Hi! I'm HUGE WoT fan, AND The Untamed fan! Thank you for amazing work with liveblogging on both! I have a question, since I read your answers about Whitecloaks and Untamed: do you think Galad and Nie Mingjue are in a way similar? Becase NMJ is a very unusual character to me - man of principles, but not without heart. He reminds me heavily of Galad! Just curious, because your comments are very spot-on!
So, my immediate thought process here looked something like:
If Nie Mingue is Galad then who is Gawyn?
Wait Nie Mingjue has three siblings if we count the sworn ones
Galad also has three siblings if we count half-siblings
Literally any mapping of Nie Huaisang, Lan Xichen, and Jin Guangyao to Elayne, Gawyn, and Rand (not necessarily in that order) is hilarious
I’m so sorry. But if I had to think it, so do you.
Real answer though... it’s an interesting comparison; not one that I think would have occurred to me, but I think that’s partly why I’m finding it interesting to think about. But also finding it difficult to put together a cogent answer, because I feel like I’m kind of... hm.
It depends on the angle I look at it from. When the light catches it just right, yeah, I can see where you’re coming from because man of principles, but not without heart is kind of a startlingly good description of Galad. And probably not one I’d have come up with, because I’m not particularly fair to Galad (he’s one of those characters I know I have blind spots and ‘I just don’t get it’ points around, and so then to compensate for that I end up approaching him almost... methodically, and I think I then lose something, because I’m trying to analyse him by a rule-set but without heart. Which is, I suppose, extraordinarily ironic).
And I can see that as a very good description of Nie Mingjue as well -- in his case I feel like I still don’t know him well enough as a character to be certain, but one of his most interesting scenes so far, to me, is the one where he exiles Meng Yao, and thinking about it as a kind of tension between principles and heart is actually kind of fascinating. Would a man of fewer principles have so punished an apparent betrayal? (Would a man of less heart have felt so betrayed?) Would a man of fewer principles have held back from a killing blow? (Would a man of less heart have cared to?). And I have to wonder what Galad would have done in a similar situation, and I wonder if we’d have had a chance to ever meet Jin Guangyao.

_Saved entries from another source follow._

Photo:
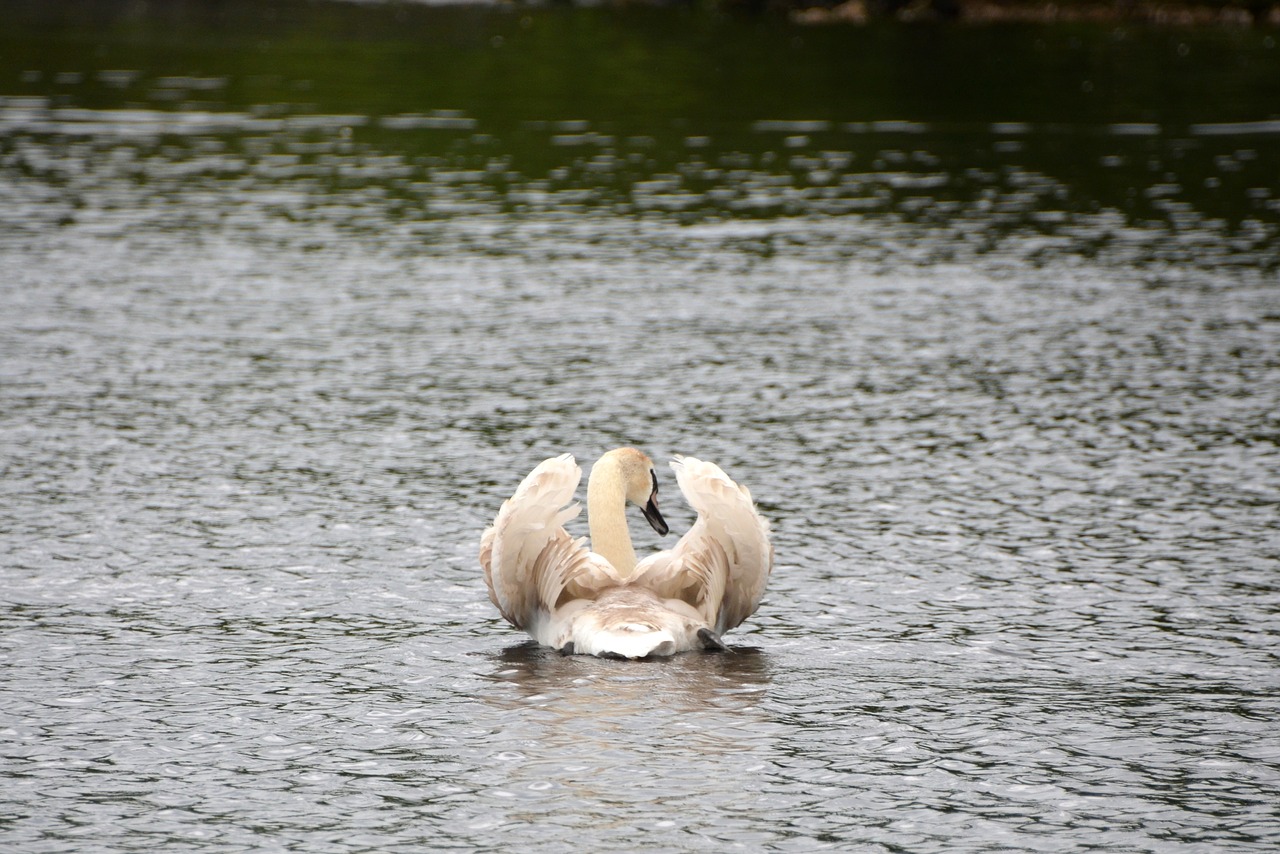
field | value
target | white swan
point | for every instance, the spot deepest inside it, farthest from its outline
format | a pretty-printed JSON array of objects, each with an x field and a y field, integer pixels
[{"x": 600, "y": 601}]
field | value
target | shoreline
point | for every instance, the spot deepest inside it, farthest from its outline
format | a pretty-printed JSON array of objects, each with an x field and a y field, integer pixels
[{"x": 1037, "y": 12}]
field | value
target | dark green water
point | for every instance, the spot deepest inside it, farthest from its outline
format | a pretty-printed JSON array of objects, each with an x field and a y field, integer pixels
[{"x": 592, "y": 105}]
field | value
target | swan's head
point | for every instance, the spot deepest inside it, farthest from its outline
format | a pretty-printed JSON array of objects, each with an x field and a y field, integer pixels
[{"x": 640, "y": 483}]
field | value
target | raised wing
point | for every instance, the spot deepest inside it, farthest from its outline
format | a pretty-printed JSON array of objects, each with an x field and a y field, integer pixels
[
  {"x": 530, "y": 562},
  {"x": 723, "y": 562}
]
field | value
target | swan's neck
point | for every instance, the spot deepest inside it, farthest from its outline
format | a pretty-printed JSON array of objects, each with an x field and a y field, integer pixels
[{"x": 607, "y": 516}]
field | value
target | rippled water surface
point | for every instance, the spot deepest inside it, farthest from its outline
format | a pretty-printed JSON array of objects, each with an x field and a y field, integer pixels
[{"x": 291, "y": 307}]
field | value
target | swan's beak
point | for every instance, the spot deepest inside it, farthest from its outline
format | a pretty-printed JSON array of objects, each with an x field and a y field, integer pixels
[{"x": 656, "y": 520}]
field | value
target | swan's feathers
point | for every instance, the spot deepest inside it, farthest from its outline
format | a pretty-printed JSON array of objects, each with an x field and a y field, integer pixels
[
  {"x": 722, "y": 565},
  {"x": 567, "y": 597},
  {"x": 529, "y": 560}
]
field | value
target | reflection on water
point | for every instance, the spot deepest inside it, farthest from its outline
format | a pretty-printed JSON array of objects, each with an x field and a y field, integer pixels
[{"x": 296, "y": 292}]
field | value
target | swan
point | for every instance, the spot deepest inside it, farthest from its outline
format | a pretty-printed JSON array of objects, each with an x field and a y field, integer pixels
[{"x": 599, "y": 601}]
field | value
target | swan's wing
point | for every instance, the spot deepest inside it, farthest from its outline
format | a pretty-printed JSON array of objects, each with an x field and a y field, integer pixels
[
  {"x": 723, "y": 562},
  {"x": 530, "y": 562}
]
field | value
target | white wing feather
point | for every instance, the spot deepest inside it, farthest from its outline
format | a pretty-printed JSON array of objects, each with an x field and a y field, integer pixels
[
  {"x": 529, "y": 560},
  {"x": 722, "y": 565}
]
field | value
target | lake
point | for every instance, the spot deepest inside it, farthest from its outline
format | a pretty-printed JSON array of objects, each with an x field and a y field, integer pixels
[{"x": 986, "y": 318}]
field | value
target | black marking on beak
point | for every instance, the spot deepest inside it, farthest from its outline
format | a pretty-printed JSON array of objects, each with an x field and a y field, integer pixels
[{"x": 650, "y": 508}]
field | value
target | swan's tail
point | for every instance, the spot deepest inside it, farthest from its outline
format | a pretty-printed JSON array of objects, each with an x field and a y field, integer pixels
[{"x": 630, "y": 622}]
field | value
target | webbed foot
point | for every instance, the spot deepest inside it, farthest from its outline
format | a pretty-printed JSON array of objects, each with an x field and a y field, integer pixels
[{"x": 711, "y": 640}]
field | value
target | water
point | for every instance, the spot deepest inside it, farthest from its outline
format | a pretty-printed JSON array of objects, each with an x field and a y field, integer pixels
[{"x": 280, "y": 336}]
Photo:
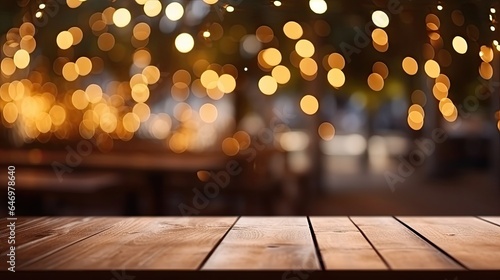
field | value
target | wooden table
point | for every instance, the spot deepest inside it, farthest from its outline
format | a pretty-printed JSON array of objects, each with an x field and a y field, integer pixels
[{"x": 256, "y": 243}]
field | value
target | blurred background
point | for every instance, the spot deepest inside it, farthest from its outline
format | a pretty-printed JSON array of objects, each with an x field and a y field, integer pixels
[{"x": 262, "y": 107}]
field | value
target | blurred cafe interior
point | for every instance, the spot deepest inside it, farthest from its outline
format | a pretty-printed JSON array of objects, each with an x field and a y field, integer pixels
[{"x": 251, "y": 107}]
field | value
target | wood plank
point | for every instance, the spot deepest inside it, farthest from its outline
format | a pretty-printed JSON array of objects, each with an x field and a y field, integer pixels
[
  {"x": 143, "y": 243},
  {"x": 400, "y": 247},
  {"x": 342, "y": 245},
  {"x": 266, "y": 243},
  {"x": 473, "y": 242},
  {"x": 492, "y": 219},
  {"x": 51, "y": 235}
]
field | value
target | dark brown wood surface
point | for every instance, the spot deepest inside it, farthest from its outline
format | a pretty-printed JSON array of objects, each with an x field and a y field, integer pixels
[{"x": 255, "y": 243}]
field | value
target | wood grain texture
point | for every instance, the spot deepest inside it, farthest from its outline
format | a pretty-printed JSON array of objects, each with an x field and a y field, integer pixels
[
  {"x": 473, "y": 242},
  {"x": 492, "y": 219},
  {"x": 266, "y": 243},
  {"x": 143, "y": 243},
  {"x": 342, "y": 246},
  {"x": 400, "y": 247},
  {"x": 47, "y": 236}
]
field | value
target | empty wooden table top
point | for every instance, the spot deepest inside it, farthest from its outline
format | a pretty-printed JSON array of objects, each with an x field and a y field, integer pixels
[{"x": 255, "y": 243}]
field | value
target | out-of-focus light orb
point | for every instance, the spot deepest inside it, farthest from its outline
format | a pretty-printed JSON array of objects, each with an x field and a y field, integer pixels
[
  {"x": 380, "y": 37},
  {"x": 121, "y": 17},
  {"x": 376, "y": 82},
  {"x": 174, "y": 11},
  {"x": 208, "y": 113},
  {"x": 272, "y": 56},
  {"x": 10, "y": 112},
  {"x": 432, "y": 68},
  {"x": 459, "y": 45},
  {"x": 318, "y": 6},
  {"x": 152, "y": 8},
  {"x": 304, "y": 48},
  {"x": 410, "y": 65},
  {"x": 230, "y": 146},
  {"x": 336, "y": 60},
  {"x": 184, "y": 42},
  {"x": 226, "y": 83},
  {"x": 293, "y": 30},
  {"x": 64, "y": 40},
  {"x": 380, "y": 19},
  {"x": 209, "y": 79},
  {"x": 21, "y": 59},
  {"x": 131, "y": 122},
  {"x": 268, "y": 85},
  {"x": 336, "y": 77},
  {"x": 281, "y": 74},
  {"x": 309, "y": 104},
  {"x": 326, "y": 131}
]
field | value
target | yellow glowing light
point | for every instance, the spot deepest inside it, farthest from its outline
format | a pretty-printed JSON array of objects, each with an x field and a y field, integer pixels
[
  {"x": 84, "y": 66},
  {"x": 131, "y": 122},
  {"x": 208, "y": 113},
  {"x": 459, "y": 44},
  {"x": 336, "y": 77},
  {"x": 281, "y": 74},
  {"x": 21, "y": 59},
  {"x": 10, "y": 112},
  {"x": 376, "y": 82},
  {"x": 70, "y": 71},
  {"x": 141, "y": 31},
  {"x": 336, "y": 60},
  {"x": 184, "y": 42},
  {"x": 226, "y": 83},
  {"x": 268, "y": 85},
  {"x": 64, "y": 40},
  {"x": 440, "y": 91},
  {"x": 309, "y": 104},
  {"x": 140, "y": 93},
  {"x": 230, "y": 146},
  {"x": 8, "y": 67},
  {"x": 293, "y": 30},
  {"x": 142, "y": 111},
  {"x": 74, "y": 3},
  {"x": 94, "y": 93},
  {"x": 432, "y": 68},
  {"x": 122, "y": 17},
  {"x": 209, "y": 79},
  {"x": 326, "y": 131},
  {"x": 79, "y": 99},
  {"x": 152, "y": 8},
  {"x": 380, "y": 37},
  {"x": 174, "y": 11},
  {"x": 58, "y": 115},
  {"x": 308, "y": 66},
  {"x": 304, "y": 48},
  {"x": 410, "y": 65},
  {"x": 318, "y": 6},
  {"x": 380, "y": 19}
]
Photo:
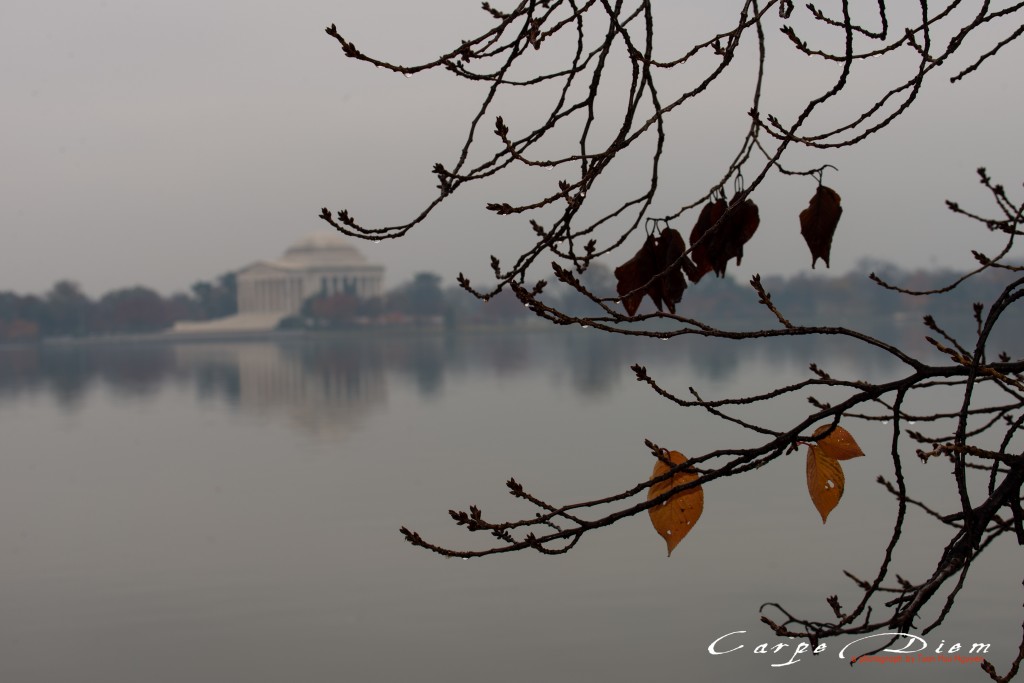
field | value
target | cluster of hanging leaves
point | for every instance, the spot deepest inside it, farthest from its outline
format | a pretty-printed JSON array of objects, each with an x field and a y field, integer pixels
[
  {"x": 713, "y": 248},
  {"x": 674, "y": 517},
  {"x": 655, "y": 270},
  {"x": 825, "y": 480},
  {"x": 662, "y": 266}
]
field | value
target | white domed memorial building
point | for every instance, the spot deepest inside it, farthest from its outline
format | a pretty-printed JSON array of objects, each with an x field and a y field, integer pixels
[{"x": 269, "y": 291}]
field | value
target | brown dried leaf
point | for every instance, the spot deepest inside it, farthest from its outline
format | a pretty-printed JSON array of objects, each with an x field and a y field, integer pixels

But then from other angles I struggle to really draw a solid line of similarity between the two. One of the immediate things that stops me is just the way they present themselves, and the way they wear their anger. Nie Mingue’s is there to see, kept in check by decorum but with the sense of a ferocity beneath the surface that, in Galad, is... deeper, perhaps, or slower. Though both, when they issue a challenge or step onto a battlefield, do so definitively and absolutely, stillness and patience (Galad) or tension and fury (Nie Mingjue) resolving into clarity and purpose (then he did dance, all his grace turned in an instant to fluid death...).
I guess it’s sort of... to borrow your phrasing again (it’s good phrasing), a question of how that balance or tension or not-quite-conflict between principles and heart manifests in each of them; how they approach it in themselves, and how that plays out in all the times outside those moments.
I also wonder if some of the difference is due to their roles: if a Galad raised as heir, a Galad who claimed the throne of Cairhien in his father’s name, perhaps, might look more like Nie Mingjue. Or if a Nie Mingjue left to find his own way in a world that stopped making sense, who came from a family of influence but had no truly defined place in it, might have looked more like Galad.
I feel like this deserves a better answer (I like questions like these, the sort that take me by surprise with something I’d never have considered, and force me to think from a different angle), but that’s what I’ve got.